Theft is aggravated if it involves, at the same time, taking one or more public documents, private documents, or non-cash payment instruments (e.g., a bank card). This often arises in wallet or bag thefts. For grading, it does not matter how many such items are taken; the aggravation applies in statutory unity.
A petty-offence-level taking becomes a crime if the perpetrator enters a room or its fenced appurtenance by deception or without the user’s knowledge or consent.
This is commonly called “sneak-in theft” in practice: exploiting the victim’s trust, inexperience, or inattention (e.g., posing as a meter reader or social worker, asking for water for a child), or slipping through an unlocked front door to remove items from the hallway, or climbing a fence to remove property from a yard.
A room is any roofed, laterally enclosed area built for dwelling or work. It need not be brick or stone; tents and caravans qualify. Cars and stairwells do not. The fenced appurtenance is the area organically attached to such room.
Using a false key means opening a lock with a tool not made for that lock but capable of opening it (e.g., a pin, bent wire, bank card).

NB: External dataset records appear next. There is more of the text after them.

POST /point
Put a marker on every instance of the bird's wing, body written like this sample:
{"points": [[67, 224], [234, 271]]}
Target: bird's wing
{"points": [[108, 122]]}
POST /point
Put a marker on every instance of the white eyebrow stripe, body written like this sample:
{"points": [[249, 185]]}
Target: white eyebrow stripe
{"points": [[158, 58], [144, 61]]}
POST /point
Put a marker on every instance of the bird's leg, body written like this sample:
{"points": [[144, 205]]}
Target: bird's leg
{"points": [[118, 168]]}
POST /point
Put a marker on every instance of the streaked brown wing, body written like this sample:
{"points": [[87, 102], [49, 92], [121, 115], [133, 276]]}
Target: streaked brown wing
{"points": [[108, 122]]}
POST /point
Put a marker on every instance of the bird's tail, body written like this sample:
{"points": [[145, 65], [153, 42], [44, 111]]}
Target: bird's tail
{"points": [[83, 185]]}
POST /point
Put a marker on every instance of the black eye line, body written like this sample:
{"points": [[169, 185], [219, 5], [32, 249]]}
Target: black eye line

Using a stolen key means acquiring the key without the owner’s knowledge or consent, for the purpose of entry. For combination locks, obtaining the code falls in this category. Either method may aggravate theft depending on the circumstances.
Aggravation applies where the perpetrator commits theft against a person sharing the dwelling or room (e.g., long-term cohabitation, dormitory roommates, hospital ward, military barracks). The victim is more vulnerable due to the relationship of trust and the perpetrator’s inside knowledge of habits and assets.
Given the prevalence of wood theft, taking trees by unlawful felling in a forest is elevated from a petty offence to a crime. “Forest,” “unlawful felling,” and related terms follow forestry legislation; felling is unlawful when done without or contrary to the required authorisation.
Theft at the scene of a public danger
This aggravation concerns time and place: where, due to the destructive effect of a substance or energy, an indeterminate group or a large number of identified persons or valuable property is endangered (e.g., flood, earthquake, gas leak, major fire). Exploiting such situations to commit theft is more severely punished.
Further aggravations (often with their own value thresholds) include theft of protected cultural property (including archaeological finds), objects of religious veneration, items from a corpse or from cemeteries/memorial sites.
Theft of precious metals, precious-metal alloys, or materials subject to metal-trade licensing is also more severely punished.